Nous comptons bien lors de ces entrevues obtenir le détail des cessions réellement prévues et le nombre de vrais logements sociaux qui vont être produits à court terme. En tout cas, la mobilisation ne peut que s'amplifier tant que la réponse à la demande des mal-logés ne sera pas une priorité absolue pour ce gouvernement.


Mal-logement: occupation de l'AFTRP par HLMPOURTOUS

 

Le tract diffusé sur place

Des vrais logements sociaux, maintenant.

Les mal-logés investissent aujourd'hui l'Agence Foncière et Technique de la Région Parisienne ( AFTRP).

Etablissement public au service de l'Etat et des collectivités territoriales franciliennes, l'AFTRP est l'aménageur qui va directement mettre en œuvre la loi sur la cession de foncier public à bas prix ou gratuit censé faciliter la construction de « logements sociaux ».

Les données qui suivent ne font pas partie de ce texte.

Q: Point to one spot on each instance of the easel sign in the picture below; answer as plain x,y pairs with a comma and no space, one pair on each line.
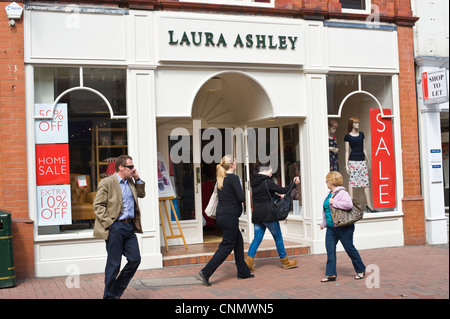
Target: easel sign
165,188
166,196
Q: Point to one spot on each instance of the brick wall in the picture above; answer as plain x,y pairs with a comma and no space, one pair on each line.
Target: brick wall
413,208
13,152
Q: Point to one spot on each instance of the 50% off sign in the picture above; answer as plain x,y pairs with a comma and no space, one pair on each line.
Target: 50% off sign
54,130
54,205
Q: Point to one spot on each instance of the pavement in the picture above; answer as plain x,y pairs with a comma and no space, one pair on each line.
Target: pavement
397,273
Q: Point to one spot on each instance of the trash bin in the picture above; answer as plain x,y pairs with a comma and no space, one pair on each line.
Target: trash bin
7,270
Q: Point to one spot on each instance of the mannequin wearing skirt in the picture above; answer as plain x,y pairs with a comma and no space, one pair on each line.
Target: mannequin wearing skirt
357,162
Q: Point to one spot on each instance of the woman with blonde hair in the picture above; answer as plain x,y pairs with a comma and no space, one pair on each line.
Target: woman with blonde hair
229,209
339,198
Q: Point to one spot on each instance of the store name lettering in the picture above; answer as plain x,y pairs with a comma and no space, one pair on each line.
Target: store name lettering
209,39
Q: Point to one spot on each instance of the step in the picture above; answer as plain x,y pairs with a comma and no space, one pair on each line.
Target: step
202,253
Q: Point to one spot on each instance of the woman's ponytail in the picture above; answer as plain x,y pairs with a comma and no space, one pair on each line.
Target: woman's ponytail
221,169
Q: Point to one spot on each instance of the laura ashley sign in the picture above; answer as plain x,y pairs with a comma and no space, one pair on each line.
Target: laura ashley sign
260,41
205,38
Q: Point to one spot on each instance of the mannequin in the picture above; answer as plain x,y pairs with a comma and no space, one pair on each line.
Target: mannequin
357,162
332,145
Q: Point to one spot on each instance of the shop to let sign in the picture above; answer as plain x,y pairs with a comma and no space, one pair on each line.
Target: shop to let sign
434,87
383,160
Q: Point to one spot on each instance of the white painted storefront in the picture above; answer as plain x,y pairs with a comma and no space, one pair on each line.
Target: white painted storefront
188,72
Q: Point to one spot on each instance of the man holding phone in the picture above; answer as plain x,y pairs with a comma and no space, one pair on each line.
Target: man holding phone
118,218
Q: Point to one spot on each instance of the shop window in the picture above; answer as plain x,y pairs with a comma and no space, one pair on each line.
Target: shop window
291,165
182,174
368,98
78,144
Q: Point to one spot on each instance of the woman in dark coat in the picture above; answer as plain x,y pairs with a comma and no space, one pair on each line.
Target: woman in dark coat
262,216
229,209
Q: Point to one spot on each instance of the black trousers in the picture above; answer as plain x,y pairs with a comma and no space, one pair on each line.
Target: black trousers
122,241
232,240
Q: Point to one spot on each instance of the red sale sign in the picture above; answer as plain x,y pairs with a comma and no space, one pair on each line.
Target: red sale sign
383,160
52,164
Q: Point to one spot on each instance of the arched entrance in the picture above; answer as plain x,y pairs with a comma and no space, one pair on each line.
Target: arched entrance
227,111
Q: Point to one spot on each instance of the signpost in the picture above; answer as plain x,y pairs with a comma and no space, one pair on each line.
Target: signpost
434,87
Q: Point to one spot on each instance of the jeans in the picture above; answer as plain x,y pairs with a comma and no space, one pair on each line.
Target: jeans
275,230
345,235
122,241
232,241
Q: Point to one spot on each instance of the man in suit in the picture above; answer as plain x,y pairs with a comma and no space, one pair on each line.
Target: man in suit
117,219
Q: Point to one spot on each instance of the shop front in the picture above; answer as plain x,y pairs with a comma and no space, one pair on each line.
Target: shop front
177,91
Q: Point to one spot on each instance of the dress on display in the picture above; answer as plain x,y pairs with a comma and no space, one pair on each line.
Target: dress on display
359,176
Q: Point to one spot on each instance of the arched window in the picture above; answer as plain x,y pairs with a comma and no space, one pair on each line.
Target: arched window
369,98
81,113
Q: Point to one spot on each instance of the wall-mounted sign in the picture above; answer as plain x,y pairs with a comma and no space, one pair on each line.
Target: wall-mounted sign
54,206
52,164
54,131
434,87
383,160
208,38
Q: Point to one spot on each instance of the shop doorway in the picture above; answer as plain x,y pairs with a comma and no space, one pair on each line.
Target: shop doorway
225,107
231,113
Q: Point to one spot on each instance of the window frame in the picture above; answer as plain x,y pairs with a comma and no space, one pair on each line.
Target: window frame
367,10
250,3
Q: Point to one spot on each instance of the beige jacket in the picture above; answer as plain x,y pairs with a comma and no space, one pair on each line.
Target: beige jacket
108,205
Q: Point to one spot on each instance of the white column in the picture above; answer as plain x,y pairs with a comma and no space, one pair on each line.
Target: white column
142,147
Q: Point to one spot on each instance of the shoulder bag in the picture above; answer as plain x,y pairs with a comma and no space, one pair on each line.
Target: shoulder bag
280,207
346,217
210,209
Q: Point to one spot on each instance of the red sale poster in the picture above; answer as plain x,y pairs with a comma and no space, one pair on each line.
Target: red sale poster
383,160
52,164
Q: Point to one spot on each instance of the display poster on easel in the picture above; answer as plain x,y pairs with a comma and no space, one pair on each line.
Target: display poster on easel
165,188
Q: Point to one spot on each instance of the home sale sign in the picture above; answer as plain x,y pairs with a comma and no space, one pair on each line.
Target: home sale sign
52,166
383,160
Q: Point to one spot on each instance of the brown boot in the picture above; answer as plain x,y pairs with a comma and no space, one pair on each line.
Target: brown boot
249,261
288,264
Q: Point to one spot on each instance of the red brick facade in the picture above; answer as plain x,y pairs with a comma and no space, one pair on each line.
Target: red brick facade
13,143
13,154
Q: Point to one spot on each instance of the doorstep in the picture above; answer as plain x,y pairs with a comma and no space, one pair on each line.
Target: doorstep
202,253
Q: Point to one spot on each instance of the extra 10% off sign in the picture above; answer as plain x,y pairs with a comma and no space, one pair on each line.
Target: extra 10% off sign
54,206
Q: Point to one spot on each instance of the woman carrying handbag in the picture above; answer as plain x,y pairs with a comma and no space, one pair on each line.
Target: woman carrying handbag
262,218
341,200
229,209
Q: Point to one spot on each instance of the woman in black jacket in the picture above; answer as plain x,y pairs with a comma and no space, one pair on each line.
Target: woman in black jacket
262,216
229,209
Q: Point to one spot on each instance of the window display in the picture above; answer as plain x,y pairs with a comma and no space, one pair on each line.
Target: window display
77,147
361,100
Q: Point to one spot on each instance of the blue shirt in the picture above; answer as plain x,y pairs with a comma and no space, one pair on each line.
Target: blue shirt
127,198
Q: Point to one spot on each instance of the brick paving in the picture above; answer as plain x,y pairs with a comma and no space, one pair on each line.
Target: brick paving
410,272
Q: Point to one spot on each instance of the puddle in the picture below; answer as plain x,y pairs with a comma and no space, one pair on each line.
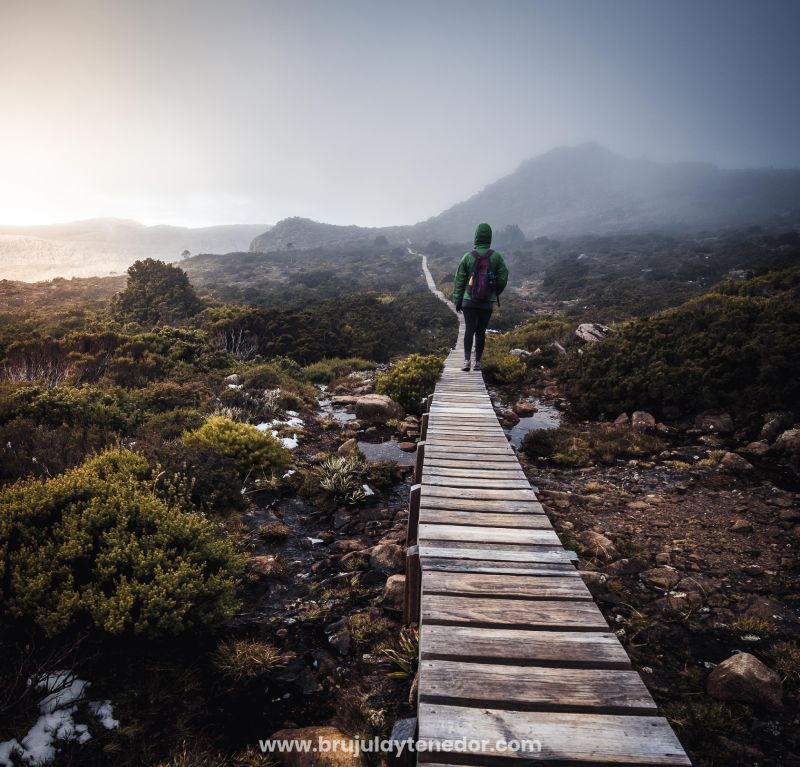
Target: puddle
387,451
545,417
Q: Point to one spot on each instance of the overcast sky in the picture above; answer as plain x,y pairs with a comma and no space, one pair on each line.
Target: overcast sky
384,112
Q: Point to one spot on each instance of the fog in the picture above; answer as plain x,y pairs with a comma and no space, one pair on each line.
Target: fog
195,112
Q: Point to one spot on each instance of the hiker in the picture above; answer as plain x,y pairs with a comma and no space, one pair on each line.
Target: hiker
480,279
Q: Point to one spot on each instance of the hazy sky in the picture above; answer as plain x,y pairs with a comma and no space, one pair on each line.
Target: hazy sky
230,111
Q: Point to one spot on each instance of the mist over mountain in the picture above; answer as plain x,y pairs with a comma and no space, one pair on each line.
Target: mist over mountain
586,189
102,246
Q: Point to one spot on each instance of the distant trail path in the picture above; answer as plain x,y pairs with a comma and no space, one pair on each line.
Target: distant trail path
431,282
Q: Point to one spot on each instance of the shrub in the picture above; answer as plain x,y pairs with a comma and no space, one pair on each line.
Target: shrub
251,451
96,547
410,380
340,477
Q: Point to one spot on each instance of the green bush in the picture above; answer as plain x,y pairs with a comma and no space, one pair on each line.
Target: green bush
410,380
252,452
328,370
95,547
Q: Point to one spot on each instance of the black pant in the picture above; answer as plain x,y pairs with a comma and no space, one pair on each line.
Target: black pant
475,324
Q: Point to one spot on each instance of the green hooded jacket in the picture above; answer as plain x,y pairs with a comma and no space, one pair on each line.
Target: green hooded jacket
461,288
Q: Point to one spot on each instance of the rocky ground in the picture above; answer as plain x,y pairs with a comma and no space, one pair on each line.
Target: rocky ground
691,554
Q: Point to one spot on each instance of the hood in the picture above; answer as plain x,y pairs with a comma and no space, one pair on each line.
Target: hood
483,235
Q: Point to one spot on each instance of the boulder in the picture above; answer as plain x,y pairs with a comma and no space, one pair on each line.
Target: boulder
745,678
523,408
732,463
643,421
387,558
715,423
350,447
788,442
377,408
592,331
330,747
394,593
597,545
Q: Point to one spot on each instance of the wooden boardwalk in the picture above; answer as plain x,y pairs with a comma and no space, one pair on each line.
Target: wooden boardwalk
512,645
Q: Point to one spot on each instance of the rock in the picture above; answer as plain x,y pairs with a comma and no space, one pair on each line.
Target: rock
643,421
788,442
715,423
597,545
524,409
387,558
341,641
732,463
350,447
592,331
377,408
661,577
394,593
267,565
336,748
343,400
774,424
756,449
521,353
745,678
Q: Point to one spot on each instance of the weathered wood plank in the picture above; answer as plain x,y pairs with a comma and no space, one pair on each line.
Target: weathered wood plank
561,737
519,646
505,586
534,688
511,613
439,532
483,519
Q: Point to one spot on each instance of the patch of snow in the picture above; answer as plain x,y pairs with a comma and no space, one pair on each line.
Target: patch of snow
56,723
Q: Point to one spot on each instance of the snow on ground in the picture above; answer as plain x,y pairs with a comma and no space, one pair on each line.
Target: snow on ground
65,692
294,421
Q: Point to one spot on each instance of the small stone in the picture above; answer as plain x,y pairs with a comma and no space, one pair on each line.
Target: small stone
394,593
597,545
387,558
732,463
524,409
350,447
643,421
745,678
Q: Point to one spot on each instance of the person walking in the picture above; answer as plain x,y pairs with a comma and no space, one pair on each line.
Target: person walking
481,277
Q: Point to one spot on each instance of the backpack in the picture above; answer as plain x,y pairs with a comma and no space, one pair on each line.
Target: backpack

Le problème, c'est qu'aucune indication , aucune contrainte réelle ne pèse sur la nature finale des logements qui seront construits : le Ministère refuse d'adapter l'offre à la demande, donc d'imposer aux collectivités et aux bailleurs sociaux la construction de logements à loyers vraiment modérés, des PLA-I et leur laisse toute latitude pour construire plutôt du PLS, c'est à dire des logements dont les loyers ne correspondent aux revenus que de 15% des demandeurs en Ile de France. Les décrets qui sont parus fonctionnent sur un système de décôte progressive selon le type de logements construits : les maires et les bailleurs qui refusent de faire du PLA-I auront donc quand même des avantages financiers pour les PLS !

En ces temps de restriction budgétaire généralisée, on ne peut pas accepter qu'une partie des ressources de l'Etat soient affectées à des financements pour des logements qui ne correspondent pas ou peu aux besoins des mal-logés. La mouture finale de cette mesure, qui aurait pu être bénéfique correspond bien à l'orientation globale de la politique du logement actuelle : de grandes annonces qui finissent par se réduire à pas grand-chose.

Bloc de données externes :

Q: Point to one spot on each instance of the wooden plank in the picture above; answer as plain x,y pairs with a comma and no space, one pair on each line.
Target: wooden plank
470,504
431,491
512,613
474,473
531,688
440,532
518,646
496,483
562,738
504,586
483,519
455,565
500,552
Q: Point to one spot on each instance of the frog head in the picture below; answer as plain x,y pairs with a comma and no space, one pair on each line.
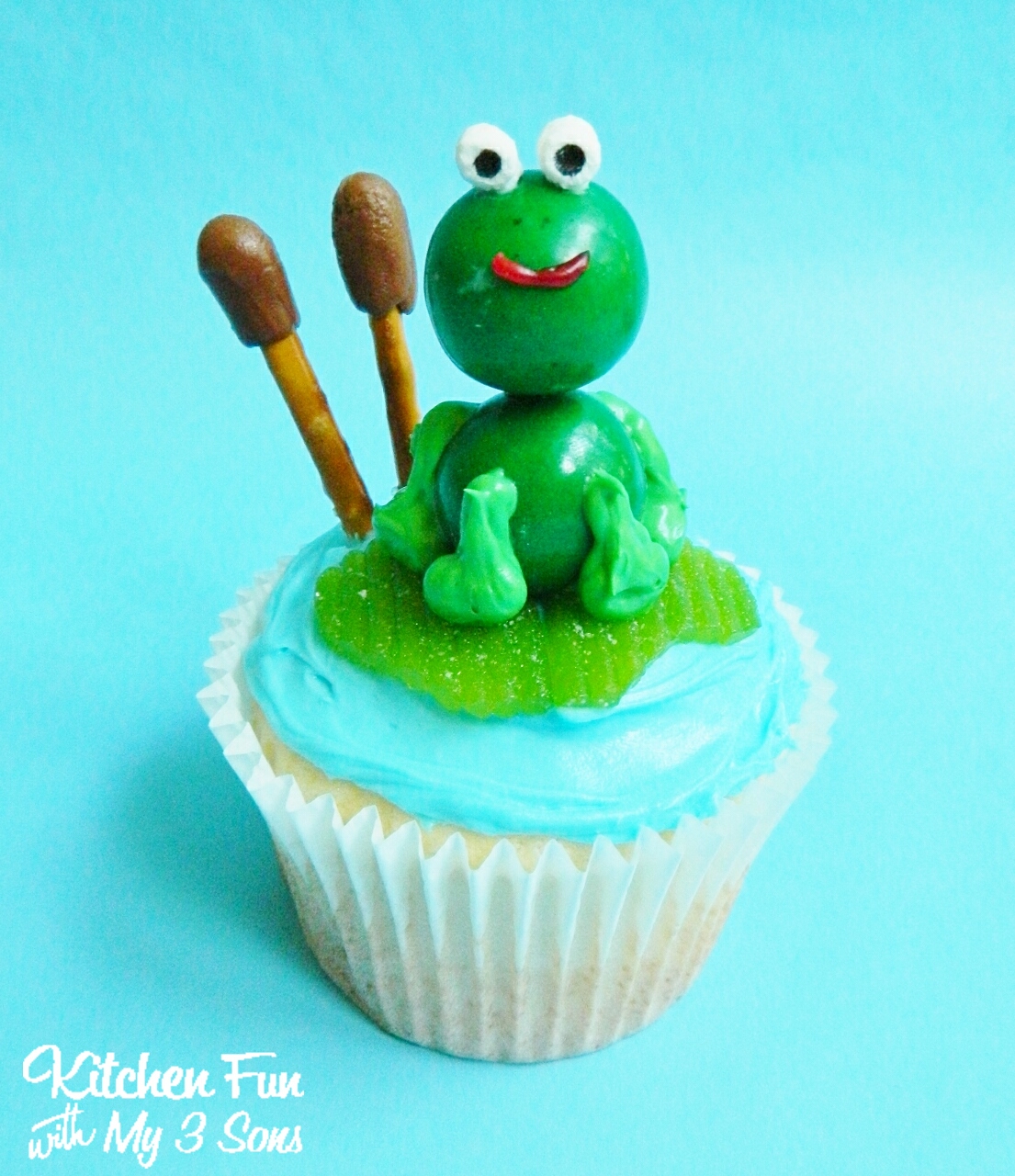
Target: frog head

Les réquisitions de logements vacants ? Après un an de communication tous azimuts, elles se sont réduites cet hiver à la mise à disposition de quelques casernes et bâtiments publics pour de l'hébergement d'urgence, et concerneront peut-être quatre cent appartements ...pour toute l'Ile de France.

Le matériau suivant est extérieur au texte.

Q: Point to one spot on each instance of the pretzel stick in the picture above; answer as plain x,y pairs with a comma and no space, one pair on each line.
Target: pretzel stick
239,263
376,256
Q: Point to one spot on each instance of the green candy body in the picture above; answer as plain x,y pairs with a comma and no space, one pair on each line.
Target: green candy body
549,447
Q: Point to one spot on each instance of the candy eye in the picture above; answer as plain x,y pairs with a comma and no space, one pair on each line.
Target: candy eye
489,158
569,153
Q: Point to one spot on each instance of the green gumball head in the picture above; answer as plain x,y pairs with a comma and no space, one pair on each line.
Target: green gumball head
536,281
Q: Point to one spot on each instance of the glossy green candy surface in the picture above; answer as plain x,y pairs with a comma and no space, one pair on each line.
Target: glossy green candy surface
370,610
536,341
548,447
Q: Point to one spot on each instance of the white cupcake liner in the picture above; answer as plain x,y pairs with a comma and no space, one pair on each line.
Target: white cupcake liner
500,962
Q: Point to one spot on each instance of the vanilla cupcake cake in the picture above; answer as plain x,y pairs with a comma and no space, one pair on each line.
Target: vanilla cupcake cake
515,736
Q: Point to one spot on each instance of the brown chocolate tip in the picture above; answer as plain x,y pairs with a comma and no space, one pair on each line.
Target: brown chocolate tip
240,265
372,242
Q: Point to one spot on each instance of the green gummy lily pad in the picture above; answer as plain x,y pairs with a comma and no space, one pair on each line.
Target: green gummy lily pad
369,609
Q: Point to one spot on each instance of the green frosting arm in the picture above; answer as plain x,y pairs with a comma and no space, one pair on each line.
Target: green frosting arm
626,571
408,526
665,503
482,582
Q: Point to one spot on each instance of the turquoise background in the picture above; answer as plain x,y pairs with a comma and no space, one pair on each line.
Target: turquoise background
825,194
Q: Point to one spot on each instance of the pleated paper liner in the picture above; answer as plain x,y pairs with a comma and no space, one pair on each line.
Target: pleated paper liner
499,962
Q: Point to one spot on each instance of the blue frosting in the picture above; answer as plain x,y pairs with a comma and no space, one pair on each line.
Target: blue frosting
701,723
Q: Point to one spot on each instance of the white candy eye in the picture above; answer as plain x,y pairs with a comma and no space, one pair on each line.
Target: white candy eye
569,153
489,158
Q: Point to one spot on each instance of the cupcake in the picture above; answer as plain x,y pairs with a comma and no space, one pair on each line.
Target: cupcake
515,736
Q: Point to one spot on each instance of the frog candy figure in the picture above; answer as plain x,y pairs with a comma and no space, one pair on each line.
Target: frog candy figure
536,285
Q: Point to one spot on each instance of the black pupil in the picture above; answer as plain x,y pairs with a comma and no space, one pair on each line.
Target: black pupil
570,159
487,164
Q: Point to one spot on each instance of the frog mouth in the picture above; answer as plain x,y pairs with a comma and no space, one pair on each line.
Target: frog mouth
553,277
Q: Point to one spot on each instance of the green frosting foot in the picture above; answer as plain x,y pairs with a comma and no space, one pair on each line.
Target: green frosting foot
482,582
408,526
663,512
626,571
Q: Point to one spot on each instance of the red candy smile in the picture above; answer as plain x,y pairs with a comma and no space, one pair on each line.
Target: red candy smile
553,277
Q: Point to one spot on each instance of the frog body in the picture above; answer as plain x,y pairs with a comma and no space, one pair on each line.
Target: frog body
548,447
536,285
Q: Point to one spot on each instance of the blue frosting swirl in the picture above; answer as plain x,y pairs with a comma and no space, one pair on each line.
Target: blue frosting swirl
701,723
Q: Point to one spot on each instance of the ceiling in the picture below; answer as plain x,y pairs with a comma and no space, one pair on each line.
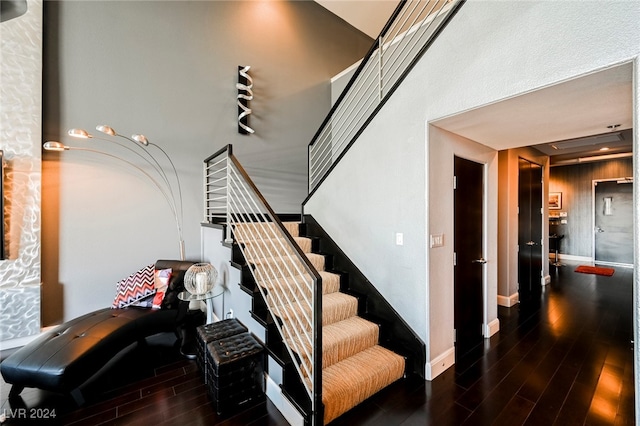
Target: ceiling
370,21
560,120
567,121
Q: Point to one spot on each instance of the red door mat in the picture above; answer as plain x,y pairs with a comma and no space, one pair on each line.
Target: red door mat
597,270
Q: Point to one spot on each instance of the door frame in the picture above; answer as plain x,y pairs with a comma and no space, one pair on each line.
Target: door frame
486,332
543,218
594,183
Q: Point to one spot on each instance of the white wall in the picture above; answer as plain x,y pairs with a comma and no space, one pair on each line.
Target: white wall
490,51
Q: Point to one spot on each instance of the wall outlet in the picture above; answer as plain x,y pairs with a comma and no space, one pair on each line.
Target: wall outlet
437,240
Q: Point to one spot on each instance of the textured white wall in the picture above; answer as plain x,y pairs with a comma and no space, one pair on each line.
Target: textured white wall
490,51
20,136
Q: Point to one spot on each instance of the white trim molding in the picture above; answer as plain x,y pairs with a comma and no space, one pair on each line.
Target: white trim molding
509,301
440,363
288,411
490,329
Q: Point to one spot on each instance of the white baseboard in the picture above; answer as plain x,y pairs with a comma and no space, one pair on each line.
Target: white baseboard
508,301
492,328
288,411
571,257
439,364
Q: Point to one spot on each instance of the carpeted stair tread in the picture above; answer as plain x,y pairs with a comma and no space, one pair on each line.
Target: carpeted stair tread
293,228
317,260
342,340
349,382
335,307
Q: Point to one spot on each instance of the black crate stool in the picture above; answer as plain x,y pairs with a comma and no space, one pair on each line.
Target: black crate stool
207,333
236,373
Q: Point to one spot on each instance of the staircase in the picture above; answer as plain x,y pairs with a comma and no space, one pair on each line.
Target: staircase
354,365
338,341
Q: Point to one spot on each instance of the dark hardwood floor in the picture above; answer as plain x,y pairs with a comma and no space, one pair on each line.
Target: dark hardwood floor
565,360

La fin de la politique de saisonnalité de l'hébergement d'urgence et l'objectif « zéro personne remise à la rue » ? Elle se traduit d'une part par des refus d'hébergement concernant aussi bien les familles que les célibataires, et d'autre part par la création de places de mauvaise qualité ( dortoirs , places en hôtel excentrées …) que dénoncent les fédérations d'associations du secteur.

L'arrêt des expulsions ? La circulaire prise par le Ministère ne concerne que les personnes étant arrivées au terme de la procédure DALO , complexe, longue et aux critères extrêmement restrictifs ( communiqué collectif des Associations Unies, 13 mai 2013).

Le « dispositif Duflot », qui devait contrairement au Scellier permettre la mise sur le marché de logements privés accessibles à tous ? Les observateurs , notamment les économistes de l'OFCE, s'accordent à dire qu'il s'agit encore une fois d'un dispositif très peu contraignant pour les propriétaires.

En 2012, il y avait 1,7 millions de demandes de logement social non satisfaites. Ce chiffre est très inférieur à celui du nombre de mal-logés, car nombre d'entre eux sont dans des situations de précarité et de découragement telles qu'ils ne sont pas en mesure de déposer et de renouveler une demande chaque année. Seules 300 000 demandes ont reçu une réponse. Une énième réforme de l'attribution des logements ne changera rien à ce chiffre, et ne fera qu'ajouter des critères aux critères, comme l'a fait la loi DALO qui a aggravé les difficultés des mal-logés au lieu de les résoudre.

Il faut donc de nouveaux logements sociaux en masse, correspondant aux ressources des demandeurs, des PLA-I. Pas des PLS, pas des dispositifs côuteux d'aides financières aux propriétaires privés pour du logement intermédiaire.